Жора двинулся вдоль стены, рассчитывая отыскать в ней какой-нибудь изъян. Пройдя метров триста, он решил приложить ухо к тонкому зазору, образующемуся между одной из плит и черным столбом, служащим ей опорой. Но кроме завораживающего шума ветра по ту сторону, больше ничего не услышал. Разглядеть пространство за стеной тоже не получилось.

Нужно было или возвращаться обратно к лодке, или рыть подкоп. Жора представил, как нелепо это будет выглядеть, если он своим небольшим топориком станет копать у основания стены. И его снова пронзило.

На стене не следовало сосредотачиваться. Можно было попытаться миновать ее, просто игнорируя, не замечая.

Сев по-турецки спиной к стене, Жора стал убеждать себя, повторяя как заклинание: не может такого быть, не может страна тратить на стены столько бетона, не может, это нереально, это просто абсурд – столько бетона ради одной стены… Люди до сих пор ютятся в деревянных бараках, не может…

Но чем дальше он думал об этом, тем больше в его сознание закрадывалось сомнение. Страна периодически выкидывала и не такое. Она могла, если нужно, несколько раз обмотать колючей проволокой по экватору земной шар.

За размышлениями Пеликанов не заметил, как позади него стал раздаваться мерный, убаюкивающий стук колес. Жора быстро сообразил, что произошло. Ему хотелось тут же повернуться, чтобы проверить свою догадку, но он оттягивал, медлил, продолжая внимательно вслушиваться в монотонный звук и ловить спиной набегающие волны подогретого тепловозного ветра.

«Это никакие не плиты. Стена – это застывшие, окаменевшие вагоны. А если так…»

Жора смотрел на проплывающие мимо опломбированные «теплушки», пытаясь разглядеть за их дощатыми бортами хоть какие-то признаки жизни. Под одним из вагонов он заметил болтающийся на крюке почерневший от копоти металлический чайник. Как и стене, поезду не было видно конца-края, вагоны тянулись нескончаемым потоком, заполняя собой все зримое пространство.

Было ясно, что поезда, как и стены, в действительности не существовало, но броситься под колеса даже воображаемого железнодорожного состава было все равно очень непросто. Вместе с тем Жора ясно понимал, что непреодолимая преграда раз за разом будет возникать перед ним, указывая на один из его глубинных страхов и требуя его преодоления. Пока он не решится на отчаянный поступок, путь дальше в Заповедник ему заказан.
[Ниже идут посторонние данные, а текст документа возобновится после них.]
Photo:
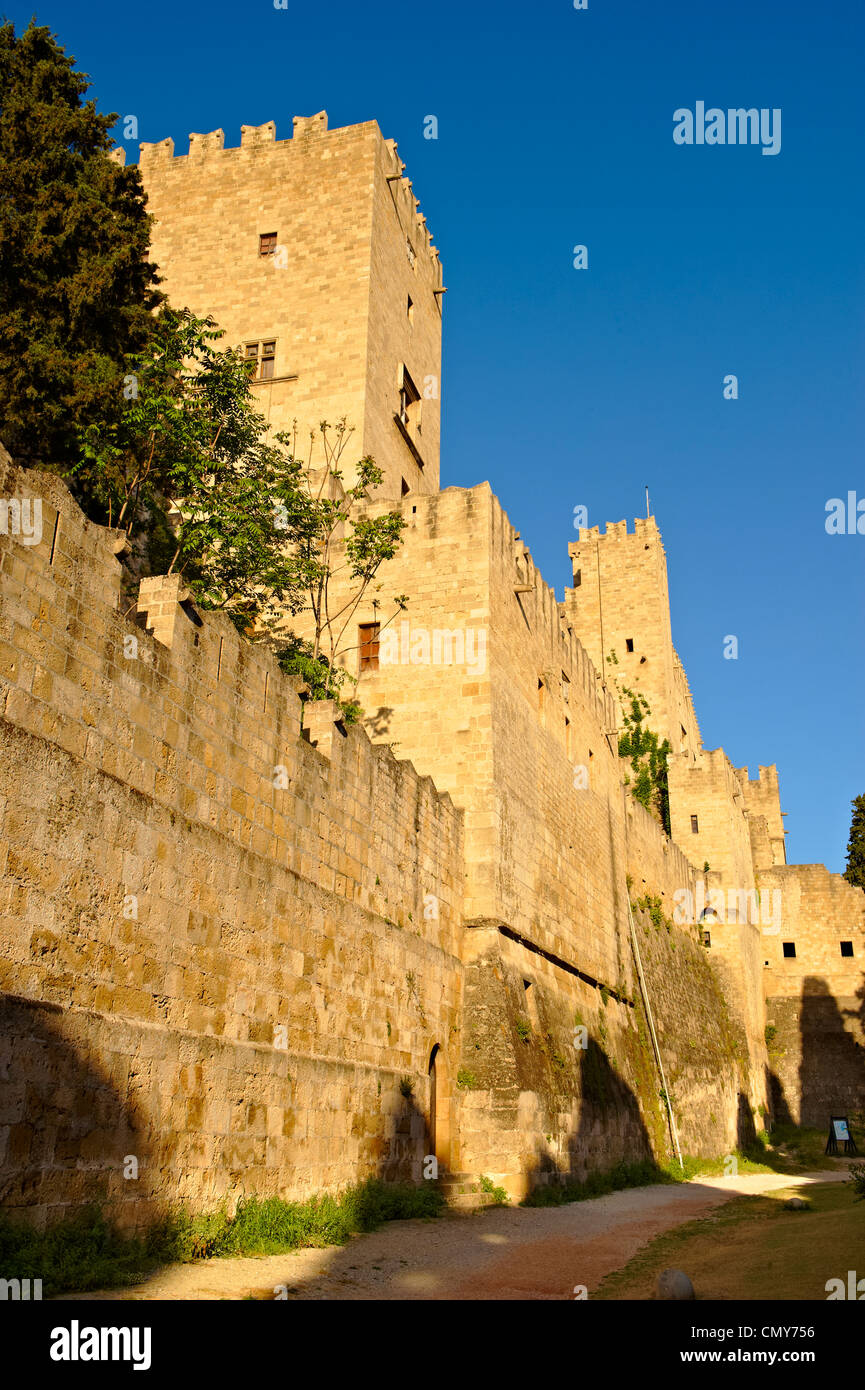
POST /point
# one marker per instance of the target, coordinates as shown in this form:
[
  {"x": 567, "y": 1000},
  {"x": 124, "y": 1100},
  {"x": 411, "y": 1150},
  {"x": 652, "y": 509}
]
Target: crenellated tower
[{"x": 313, "y": 257}]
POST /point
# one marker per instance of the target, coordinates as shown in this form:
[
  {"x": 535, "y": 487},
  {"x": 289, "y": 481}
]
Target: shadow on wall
[
  {"x": 378, "y": 724},
  {"x": 746, "y": 1129},
  {"x": 70, "y": 1133},
  {"x": 832, "y": 1065},
  {"x": 611, "y": 1129},
  {"x": 74, "y": 1140}
]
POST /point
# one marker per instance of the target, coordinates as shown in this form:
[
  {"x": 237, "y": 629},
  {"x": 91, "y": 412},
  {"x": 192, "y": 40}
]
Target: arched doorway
[{"x": 440, "y": 1108}]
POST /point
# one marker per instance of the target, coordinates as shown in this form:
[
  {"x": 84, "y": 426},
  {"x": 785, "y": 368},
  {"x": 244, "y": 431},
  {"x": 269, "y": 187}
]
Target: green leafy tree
[
  {"x": 192, "y": 474},
  {"x": 341, "y": 549},
  {"x": 77, "y": 291},
  {"x": 189, "y": 460},
  {"x": 855, "y": 845},
  {"x": 648, "y": 758}
]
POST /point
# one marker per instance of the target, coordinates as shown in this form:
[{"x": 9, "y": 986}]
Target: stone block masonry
[
  {"x": 316, "y": 248},
  {"x": 217, "y": 951}
]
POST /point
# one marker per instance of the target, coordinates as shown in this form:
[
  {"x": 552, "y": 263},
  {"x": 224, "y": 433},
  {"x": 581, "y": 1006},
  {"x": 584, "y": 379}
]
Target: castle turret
[
  {"x": 313, "y": 257},
  {"x": 620, "y": 610}
]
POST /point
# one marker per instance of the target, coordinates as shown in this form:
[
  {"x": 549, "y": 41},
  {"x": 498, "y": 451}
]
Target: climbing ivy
[{"x": 648, "y": 758}]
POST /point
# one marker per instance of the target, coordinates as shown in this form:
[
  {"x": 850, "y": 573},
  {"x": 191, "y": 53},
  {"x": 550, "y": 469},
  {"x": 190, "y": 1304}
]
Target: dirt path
[{"x": 498, "y": 1253}]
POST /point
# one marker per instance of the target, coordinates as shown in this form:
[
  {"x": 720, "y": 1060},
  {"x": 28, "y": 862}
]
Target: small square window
[
  {"x": 367, "y": 641},
  {"x": 269, "y": 355},
  {"x": 262, "y": 359}
]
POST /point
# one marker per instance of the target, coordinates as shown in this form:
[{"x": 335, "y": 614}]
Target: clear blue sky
[{"x": 568, "y": 387}]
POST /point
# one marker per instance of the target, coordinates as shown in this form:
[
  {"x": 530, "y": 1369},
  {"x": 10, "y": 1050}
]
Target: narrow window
[
  {"x": 367, "y": 641},
  {"x": 269, "y": 356},
  {"x": 260, "y": 359},
  {"x": 531, "y": 1008},
  {"x": 409, "y": 403}
]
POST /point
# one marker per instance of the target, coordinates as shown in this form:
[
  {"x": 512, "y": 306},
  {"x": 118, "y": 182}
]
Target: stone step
[{"x": 463, "y": 1190}]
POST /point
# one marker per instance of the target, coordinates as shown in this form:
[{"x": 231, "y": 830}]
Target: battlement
[
  {"x": 644, "y": 528},
  {"x": 260, "y": 142}
]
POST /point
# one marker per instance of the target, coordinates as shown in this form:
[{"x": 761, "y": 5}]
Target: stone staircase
[{"x": 463, "y": 1191}]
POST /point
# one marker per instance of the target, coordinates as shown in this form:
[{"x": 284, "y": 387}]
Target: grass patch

«Была не была!» Шагнув вперед, Жора успел оценить всю философскую глубину этой русской присказки, загадочной, как буддийский коан, и произносимой перед совершением самых отчаянных и необъяснимых поступков. Она как бы давала понять, что все, кажущееся реально существующим, одновременно таковым не является, за исключением самих героических актов безрассудства, как бы воспаряющих над условным разделением бытия и небытия. Преодоление этого противоречия для любого нормального сознания оказывалось невозможным, именно поэтому нормальное сознание, никогда не решалось на совершение таких поступков. Но по той же причине от него всегда ускользала последняя истина, способность созерцания которой открывалась только за гранью нормальности.

Пеликанов успел подумать об этом и о многом другом. Он уже почти увидел, каким образом разрывается представившийся ему замкнутый круг. Но в этот момент услышал отчетливый хруст черепа – тупой, неприятный звук, будто внутри его головы зияла пустота. Ему показалось странным, что череп мог слышать и воспринимать хруст собственных костей (Жора именно так для себя сформулировал). В этом было что-то обнадеживающее.